June 26, 2007

The Evolution or Revolution of Self
Bangkok, Thailand

Aaron was out running errands when I left the hotel and bumped into him on the street. He said that if he didn't know I was in town, he wouldn't have recognized me. My friend of 15 years would've strolled right past me.

"I was watching you walk away, and you know, I never figured you to be a swarthy guy," Aaron said, on our first day at lunch. I wasn't familiar with the word, which he told me meant dark-complexioned—a notion I rather liked.

The two of us have been spending a lot of time talking and catching up on our lives. I don't think I've ever had the opportunity to spend a significant amount of time to just talk with the man—when he's been in the U.S. his time is split among many—and I feel like I'm catching up on an entire decade of his life.

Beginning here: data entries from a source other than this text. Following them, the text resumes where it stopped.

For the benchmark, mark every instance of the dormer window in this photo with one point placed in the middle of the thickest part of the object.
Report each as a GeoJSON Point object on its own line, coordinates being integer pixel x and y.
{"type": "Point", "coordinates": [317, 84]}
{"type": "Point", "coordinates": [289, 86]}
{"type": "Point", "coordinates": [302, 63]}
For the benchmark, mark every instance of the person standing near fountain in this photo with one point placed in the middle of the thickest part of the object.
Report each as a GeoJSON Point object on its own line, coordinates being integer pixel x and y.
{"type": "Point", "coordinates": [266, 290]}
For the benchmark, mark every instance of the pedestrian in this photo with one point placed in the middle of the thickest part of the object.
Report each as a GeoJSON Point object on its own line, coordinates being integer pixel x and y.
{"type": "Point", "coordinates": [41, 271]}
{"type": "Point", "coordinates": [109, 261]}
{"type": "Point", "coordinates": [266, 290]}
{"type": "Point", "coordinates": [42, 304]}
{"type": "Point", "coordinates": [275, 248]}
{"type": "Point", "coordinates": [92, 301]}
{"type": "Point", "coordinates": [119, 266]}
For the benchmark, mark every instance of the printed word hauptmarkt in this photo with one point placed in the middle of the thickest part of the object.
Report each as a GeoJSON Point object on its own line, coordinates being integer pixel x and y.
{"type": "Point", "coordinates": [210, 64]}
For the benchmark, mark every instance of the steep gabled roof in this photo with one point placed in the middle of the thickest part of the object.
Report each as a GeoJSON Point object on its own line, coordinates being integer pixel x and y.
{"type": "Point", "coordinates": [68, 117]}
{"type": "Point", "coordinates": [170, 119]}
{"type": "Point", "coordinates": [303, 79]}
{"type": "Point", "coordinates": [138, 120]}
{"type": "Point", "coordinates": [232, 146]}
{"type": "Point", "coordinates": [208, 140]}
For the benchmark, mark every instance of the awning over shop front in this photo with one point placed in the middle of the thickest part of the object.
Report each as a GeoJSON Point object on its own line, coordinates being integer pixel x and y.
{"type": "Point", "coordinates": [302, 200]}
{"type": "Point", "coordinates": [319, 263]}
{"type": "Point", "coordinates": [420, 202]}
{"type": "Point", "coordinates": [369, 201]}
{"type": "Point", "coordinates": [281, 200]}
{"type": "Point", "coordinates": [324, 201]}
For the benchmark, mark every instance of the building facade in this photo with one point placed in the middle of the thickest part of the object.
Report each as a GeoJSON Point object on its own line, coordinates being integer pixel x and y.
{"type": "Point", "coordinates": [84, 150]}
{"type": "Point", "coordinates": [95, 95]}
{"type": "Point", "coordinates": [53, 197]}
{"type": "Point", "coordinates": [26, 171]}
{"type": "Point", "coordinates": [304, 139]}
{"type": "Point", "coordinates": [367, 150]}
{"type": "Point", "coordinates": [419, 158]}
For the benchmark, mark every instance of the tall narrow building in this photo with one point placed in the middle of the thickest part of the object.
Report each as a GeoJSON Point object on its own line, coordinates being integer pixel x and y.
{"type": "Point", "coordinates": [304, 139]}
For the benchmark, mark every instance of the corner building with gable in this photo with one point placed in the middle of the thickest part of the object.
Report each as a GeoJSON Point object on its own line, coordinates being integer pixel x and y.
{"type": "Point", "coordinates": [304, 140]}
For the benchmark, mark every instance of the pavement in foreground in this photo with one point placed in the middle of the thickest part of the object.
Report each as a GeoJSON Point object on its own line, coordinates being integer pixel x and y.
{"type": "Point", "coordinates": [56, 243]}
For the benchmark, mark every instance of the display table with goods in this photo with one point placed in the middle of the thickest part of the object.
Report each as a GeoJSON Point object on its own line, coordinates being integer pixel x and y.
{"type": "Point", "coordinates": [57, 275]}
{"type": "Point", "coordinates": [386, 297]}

Aaron feels the same way. Out of his closest friends, he felt like he knew the least about me. And now, given all we've talked about recently, he seems to be particularly astonished.

I enjoyed speaking with Aaron about my personal revelations, the choices that lead up to this lifestyle, and the belief structure behind it. My "principles on life," as he put it. I spoke freely, knowing that nothing needed to be censored from this life-long friend, and that he himself could identify with many of the aspects of life I was articulating.

"You were so conventional before," he said at one point.

"And now?" I questioned.

"So… unconventional. Do you know anything about Buddhism?"

"Not much," I said. (The only the research I've done has been to answer questions of Thai behavior in my environment).

"Well, a lot of what you're describing is in line with the beliefs of Buddhism," he said. "I personally don't know any monks, but I think you're probably about the most Buddhist person I know."

This, coming from a man who lived in an Buddhist country for several years, was rather stunning.

Tomorrow Isn't Promised

One of my overarching philosophies on life—or, more specifically, living—is that of "the moment." The moment means everything to me. Yesterday is the past. Tomorrow isn't promised. Today, right here, right now, is what's important, and what is to be valued above all else. Like a sunny day in the middle of monsoon season, it needs to be embraced. The next day could be cloudless just the same, but you never know. To do otherwise is wasteful.

This mentality couples well with my style of travel. If I'm not smiling, I change something. A new home, city, country, or continent—these things are easy for me to change. Maybe this is why I smile more than most. I smile so much it confuses people.

Walking with Aaron one afternoon, he turned to me and said: "You know what I notice about walking with you? How calm and peaceful the expression on your face is. I'm always surrounded in cities by people who've got scowls—it's very refreshing."

But at the same time, living in the moment is a very intense, short-sighted way of life. If I'm happy, I've very happy. If I'm stressed, I'm very stressed. It's sort of the goldfish syndrome—who I'm told only have a 30-second memory. If a goldfish has been hungry for 30 seconds, it's been hungry its entire life.

I coined this phrase nearly a decade ago: "Live for the moment, look to the future." Embrace the now, but plan ahead.

I don't think I ever truly embraced the now as I did before I started traveling perpetually. My life has since become a series of moments. Some have been amazing, some have been depressing, but all have been defining (in that particular point in time).

So I'm left asking myself, has all this been personal evolution, or revolution? Aaron seems to think revolution—as if there's been a successful coup inside my head.

Many of the old ways are no more—long live the nomad.